As stated before we have focused on comparing prediction methods that are easily applicable for epidemiologists, as all the 6 methods are easily applied none of the methods should probably be selected or rejected based on computational costs: they are all very manageable for statistical software programmes if applied appropriately. Although there are differences in computational costs for the different methods these are very difficult to quantify as it will depend on different factors such as the structure (current and desired for analysis) and size (number of persons; number of measurements; and the number of imputed datasets if applicable) of the dataset.

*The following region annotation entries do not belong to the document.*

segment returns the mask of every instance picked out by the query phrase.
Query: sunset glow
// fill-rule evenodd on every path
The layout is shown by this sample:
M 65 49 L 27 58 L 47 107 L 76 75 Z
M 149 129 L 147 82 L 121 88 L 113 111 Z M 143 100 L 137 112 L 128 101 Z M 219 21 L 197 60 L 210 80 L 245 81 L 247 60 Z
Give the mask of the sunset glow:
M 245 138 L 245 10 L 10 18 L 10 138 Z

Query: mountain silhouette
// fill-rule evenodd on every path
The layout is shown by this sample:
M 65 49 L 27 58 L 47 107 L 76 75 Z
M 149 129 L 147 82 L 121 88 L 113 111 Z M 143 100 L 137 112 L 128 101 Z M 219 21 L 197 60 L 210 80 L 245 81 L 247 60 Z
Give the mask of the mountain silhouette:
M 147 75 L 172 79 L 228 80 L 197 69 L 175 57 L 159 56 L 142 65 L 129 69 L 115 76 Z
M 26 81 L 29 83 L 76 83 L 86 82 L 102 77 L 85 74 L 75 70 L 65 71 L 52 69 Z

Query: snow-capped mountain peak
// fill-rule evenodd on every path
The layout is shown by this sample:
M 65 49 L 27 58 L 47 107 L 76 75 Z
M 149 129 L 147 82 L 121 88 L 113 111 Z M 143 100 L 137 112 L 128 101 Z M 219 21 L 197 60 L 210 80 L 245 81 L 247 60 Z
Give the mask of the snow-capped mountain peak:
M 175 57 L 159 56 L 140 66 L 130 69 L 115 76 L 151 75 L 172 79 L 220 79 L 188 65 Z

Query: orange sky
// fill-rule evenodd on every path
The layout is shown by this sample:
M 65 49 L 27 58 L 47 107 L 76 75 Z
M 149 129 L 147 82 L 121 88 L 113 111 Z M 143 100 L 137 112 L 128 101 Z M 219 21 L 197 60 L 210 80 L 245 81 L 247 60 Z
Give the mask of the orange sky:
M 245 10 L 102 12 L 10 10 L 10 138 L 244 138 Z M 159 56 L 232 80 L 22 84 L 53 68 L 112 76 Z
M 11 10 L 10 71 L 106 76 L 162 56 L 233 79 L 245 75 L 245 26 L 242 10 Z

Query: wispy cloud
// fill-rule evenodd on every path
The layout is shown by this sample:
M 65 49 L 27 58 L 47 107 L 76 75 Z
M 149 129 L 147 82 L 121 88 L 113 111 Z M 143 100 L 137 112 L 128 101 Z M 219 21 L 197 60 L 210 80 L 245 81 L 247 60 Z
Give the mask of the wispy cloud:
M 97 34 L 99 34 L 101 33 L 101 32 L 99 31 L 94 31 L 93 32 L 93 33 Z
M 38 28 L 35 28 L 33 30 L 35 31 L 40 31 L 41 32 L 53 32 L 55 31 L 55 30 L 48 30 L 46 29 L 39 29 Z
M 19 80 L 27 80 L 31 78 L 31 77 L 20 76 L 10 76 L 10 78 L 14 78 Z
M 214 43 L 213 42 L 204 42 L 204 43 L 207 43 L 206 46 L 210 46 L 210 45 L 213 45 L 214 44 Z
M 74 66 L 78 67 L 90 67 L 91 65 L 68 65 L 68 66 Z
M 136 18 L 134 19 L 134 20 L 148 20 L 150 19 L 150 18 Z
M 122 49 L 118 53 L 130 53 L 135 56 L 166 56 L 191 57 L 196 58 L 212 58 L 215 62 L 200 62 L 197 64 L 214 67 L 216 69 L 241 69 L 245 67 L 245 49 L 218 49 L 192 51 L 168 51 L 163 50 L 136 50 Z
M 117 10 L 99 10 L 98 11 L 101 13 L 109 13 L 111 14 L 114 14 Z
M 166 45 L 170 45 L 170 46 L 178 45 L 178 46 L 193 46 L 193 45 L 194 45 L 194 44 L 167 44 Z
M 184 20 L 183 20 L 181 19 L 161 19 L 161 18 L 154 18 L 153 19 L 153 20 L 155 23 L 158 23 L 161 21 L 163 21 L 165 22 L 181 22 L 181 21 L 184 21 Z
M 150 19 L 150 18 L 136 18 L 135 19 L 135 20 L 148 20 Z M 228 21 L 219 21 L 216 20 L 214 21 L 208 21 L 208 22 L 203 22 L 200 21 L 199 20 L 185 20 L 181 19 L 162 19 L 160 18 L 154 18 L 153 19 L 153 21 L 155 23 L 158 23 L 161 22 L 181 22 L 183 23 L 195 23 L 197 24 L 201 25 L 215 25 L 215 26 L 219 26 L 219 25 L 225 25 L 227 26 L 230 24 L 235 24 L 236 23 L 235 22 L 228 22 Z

The choice of method for developing a prediction model with a longitudinal predictor depends on hypothesized predictor-outcome associations, available data, and requirements of the prediction model. For this article’s example, predicting overweight at age 10 years with longitudinal predictor BMI-SDS, method 6 “growth curve parameters” is probably the best choice. This is because (1) we expect that children’s BMI-SDS development over the ages 0–5.5 years is associated with overweight at age 10 years [26]; (2) missing values and irregular measurements occur regularly in CHC practice; and (3) a considerable amount of repeated BMI-SDS measurements are available.

The growth curve method is the one that is best capable to encompass all information on development while still being able to handle missing values and irregular measurements in a flexible manner. Moreover, with this method irregularly measured data would not have to be restructured in a generic structured dataset to be able to build a prediction model. Therefore, when dealing with a predictor that has been measured for considerable times and its development over time is expected to be associated with the outcome, the growth curve method seems to be the method best to be applied and used in practice.